Wednesday marks the 30th anniversary of the Iranian hostage crisis of 1979. Fifty-three Americans were held hostage for 444 days by radical Islamist students and militants. The American hostages were released on Jan. 20, 1981. Yet U.S.-Iranian relations have never recovered from the diplomatic crisis triggered 30 years ago.
That's about to change.
American politicians have been slow to recognize the nature of the seismic shift in Iranian politics, but Ayatollah Ruhollah Khomeini's spell over the Iranian people has broken. In 2009, it is not the CIA's coup of 1953, but the legacy of Khomeini's fundamentalist coup of 1979 that is at the heart of the protests for democracy and human rights in Iran.

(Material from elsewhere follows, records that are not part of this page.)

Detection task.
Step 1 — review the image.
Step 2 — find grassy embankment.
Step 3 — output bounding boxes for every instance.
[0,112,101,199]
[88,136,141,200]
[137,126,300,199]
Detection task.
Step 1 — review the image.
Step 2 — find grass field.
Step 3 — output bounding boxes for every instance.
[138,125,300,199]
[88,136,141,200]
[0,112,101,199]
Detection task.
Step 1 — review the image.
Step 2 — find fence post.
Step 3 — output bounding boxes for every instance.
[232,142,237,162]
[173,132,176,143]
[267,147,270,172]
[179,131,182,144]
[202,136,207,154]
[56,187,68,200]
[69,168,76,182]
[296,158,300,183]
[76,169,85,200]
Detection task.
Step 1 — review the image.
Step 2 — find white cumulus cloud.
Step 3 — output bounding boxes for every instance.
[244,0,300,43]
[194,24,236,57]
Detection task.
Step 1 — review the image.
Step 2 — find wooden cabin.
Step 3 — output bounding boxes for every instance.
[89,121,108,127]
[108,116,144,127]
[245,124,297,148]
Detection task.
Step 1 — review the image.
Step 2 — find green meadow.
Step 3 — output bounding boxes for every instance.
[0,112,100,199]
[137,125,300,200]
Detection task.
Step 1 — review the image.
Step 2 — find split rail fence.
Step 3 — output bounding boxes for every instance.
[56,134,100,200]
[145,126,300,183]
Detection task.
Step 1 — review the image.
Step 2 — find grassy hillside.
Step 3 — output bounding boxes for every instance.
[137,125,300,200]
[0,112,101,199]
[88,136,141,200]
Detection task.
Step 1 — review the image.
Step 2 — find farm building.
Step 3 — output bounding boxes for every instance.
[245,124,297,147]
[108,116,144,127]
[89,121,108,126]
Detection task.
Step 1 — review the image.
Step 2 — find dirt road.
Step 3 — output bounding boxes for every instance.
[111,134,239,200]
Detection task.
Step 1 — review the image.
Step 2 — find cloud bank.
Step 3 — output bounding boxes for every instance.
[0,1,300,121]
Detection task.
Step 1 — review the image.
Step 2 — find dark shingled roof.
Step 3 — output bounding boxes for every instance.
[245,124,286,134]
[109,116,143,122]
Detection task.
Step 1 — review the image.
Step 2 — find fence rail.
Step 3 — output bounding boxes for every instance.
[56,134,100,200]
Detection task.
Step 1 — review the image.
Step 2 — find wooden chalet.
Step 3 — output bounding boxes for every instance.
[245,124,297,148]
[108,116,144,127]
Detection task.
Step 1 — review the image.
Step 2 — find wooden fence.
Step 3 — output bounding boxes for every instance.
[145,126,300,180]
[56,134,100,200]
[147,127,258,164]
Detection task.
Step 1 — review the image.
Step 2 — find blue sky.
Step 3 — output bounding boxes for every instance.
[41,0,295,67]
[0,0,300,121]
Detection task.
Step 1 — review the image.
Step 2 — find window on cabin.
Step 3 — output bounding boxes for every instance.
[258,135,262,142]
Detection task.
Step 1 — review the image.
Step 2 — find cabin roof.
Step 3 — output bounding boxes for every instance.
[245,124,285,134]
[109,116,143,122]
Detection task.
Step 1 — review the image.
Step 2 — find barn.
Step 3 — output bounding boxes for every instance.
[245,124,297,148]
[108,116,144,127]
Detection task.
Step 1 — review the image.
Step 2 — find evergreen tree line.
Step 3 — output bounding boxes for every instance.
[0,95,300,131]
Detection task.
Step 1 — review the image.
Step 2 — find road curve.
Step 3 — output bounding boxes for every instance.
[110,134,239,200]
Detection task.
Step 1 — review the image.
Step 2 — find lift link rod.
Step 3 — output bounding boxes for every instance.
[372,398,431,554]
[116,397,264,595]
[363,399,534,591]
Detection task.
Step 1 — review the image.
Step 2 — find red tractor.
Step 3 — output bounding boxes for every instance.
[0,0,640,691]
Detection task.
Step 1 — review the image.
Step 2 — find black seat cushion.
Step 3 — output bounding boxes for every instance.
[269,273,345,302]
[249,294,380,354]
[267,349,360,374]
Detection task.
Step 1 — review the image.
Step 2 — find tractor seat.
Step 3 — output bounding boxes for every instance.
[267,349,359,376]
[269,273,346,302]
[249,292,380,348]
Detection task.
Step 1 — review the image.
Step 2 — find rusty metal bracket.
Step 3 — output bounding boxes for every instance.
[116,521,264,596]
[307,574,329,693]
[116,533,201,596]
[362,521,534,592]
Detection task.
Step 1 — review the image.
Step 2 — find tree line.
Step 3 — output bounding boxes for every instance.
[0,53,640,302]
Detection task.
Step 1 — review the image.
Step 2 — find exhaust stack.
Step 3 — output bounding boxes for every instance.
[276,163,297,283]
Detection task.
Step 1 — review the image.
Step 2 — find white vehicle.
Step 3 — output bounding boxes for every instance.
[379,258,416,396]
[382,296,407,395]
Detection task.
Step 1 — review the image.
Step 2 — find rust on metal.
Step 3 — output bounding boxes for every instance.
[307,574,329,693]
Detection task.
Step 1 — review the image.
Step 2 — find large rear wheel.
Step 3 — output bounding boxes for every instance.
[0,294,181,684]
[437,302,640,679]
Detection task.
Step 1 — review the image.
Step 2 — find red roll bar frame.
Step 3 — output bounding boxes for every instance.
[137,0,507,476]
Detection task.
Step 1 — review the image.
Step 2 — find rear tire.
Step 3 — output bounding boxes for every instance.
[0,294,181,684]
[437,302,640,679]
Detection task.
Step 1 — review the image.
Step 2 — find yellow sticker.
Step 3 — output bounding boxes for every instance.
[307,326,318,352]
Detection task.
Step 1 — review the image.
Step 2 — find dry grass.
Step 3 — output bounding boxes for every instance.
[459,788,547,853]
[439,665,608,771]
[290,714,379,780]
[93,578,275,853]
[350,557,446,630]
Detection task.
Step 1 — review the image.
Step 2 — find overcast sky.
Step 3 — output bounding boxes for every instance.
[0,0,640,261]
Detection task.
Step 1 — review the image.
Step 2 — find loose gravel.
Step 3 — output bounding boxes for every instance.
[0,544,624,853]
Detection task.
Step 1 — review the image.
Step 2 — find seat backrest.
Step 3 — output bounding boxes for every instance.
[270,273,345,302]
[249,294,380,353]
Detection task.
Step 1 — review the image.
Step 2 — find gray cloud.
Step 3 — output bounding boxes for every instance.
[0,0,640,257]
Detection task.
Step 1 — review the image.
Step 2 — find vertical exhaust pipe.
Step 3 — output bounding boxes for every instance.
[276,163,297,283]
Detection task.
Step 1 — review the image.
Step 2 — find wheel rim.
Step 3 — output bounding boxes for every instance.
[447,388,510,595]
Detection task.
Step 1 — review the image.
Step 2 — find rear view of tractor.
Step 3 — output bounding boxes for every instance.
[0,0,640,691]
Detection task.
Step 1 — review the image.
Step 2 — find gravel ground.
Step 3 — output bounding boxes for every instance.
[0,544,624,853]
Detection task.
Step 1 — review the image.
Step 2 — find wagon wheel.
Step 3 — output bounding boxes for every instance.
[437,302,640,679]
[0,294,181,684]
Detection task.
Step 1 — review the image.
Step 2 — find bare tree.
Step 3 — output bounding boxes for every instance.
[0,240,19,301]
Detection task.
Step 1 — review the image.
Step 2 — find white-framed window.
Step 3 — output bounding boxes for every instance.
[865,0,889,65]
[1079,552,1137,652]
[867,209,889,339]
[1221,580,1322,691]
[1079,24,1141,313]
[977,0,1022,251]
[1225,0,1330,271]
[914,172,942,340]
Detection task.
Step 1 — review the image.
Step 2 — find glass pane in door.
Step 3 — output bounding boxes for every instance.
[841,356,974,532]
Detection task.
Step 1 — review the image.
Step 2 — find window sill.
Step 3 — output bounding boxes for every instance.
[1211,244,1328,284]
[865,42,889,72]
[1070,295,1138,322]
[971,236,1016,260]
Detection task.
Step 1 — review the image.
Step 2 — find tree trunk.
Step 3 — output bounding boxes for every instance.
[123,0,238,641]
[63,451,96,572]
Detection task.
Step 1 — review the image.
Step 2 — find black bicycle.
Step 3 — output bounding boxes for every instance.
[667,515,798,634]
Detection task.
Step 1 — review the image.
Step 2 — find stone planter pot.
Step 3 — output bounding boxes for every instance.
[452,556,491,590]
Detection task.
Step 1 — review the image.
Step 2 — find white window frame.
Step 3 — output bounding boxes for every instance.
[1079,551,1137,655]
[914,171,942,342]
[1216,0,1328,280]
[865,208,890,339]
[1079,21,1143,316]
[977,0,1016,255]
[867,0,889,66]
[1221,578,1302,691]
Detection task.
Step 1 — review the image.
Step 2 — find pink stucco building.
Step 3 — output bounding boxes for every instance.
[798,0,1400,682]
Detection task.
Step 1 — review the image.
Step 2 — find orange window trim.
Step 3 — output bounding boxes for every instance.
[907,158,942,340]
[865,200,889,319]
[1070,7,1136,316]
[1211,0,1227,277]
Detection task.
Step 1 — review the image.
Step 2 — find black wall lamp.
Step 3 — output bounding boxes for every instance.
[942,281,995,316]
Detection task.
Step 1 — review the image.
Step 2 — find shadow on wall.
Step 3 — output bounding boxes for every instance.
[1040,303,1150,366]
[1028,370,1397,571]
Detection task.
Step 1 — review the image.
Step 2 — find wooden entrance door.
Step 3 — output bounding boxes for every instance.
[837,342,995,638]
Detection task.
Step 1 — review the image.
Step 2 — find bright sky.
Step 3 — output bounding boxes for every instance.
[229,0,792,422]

For 30 years, Iran's leaders have made anti-Americanism the ideological cornerstone of Islamic fundamentalism. In this revolutionary demonology, the United States was branded as the Iranian people's mortal enemy — the Great Satan. Anti-Americanism became the glue uniting a broad coalition under the umbrella of Ayatollah Khomeini.
The shah and the United States were blamed for "Westitis" — the Iranian people's political oppression, economic exploitation and cultural alienation. And Khomeini's revolutionaries were glorified as Iran's saviors: the agents of Iran's liberation from corruption and contamination.
But in 2009, history has shifted. Iranians have no illusions about 1979.
The seizure of the American embassy in Iran served as a pretext for the seizure of the Iranian state and economy by radical Islamists loyal to Ayatollah Khomeini. Under the cover of waging a holy war against the Great Satan, the hostage crisis allowed Khomeini and his allies on the left to stage a constitutional coup. They established a theocracy premised on the negation of democracy. Revolutionary tribunals established in Khomeini's name proceeded to stifle political and religious dissent by branding their opponents as agents of foreign powers. Thousands were executed in Evin prison after summary trials held in violation of the Iranian constitution and Islamic law. Grand Ayatollah Mohammad Kazem Shariatmadari rejected Khomeini's coup. He was defrocked. Ranking members of Khomeini's entourage — Prime Minister Mehdi Bazargan, President Abolhassan Bani-Sadr, Foreign Minister Sadegh Ghotbzadeh and heir designate Hossein-Ali Montazeri — became the victims of the terror unleashed in the wake of the hostage crisis.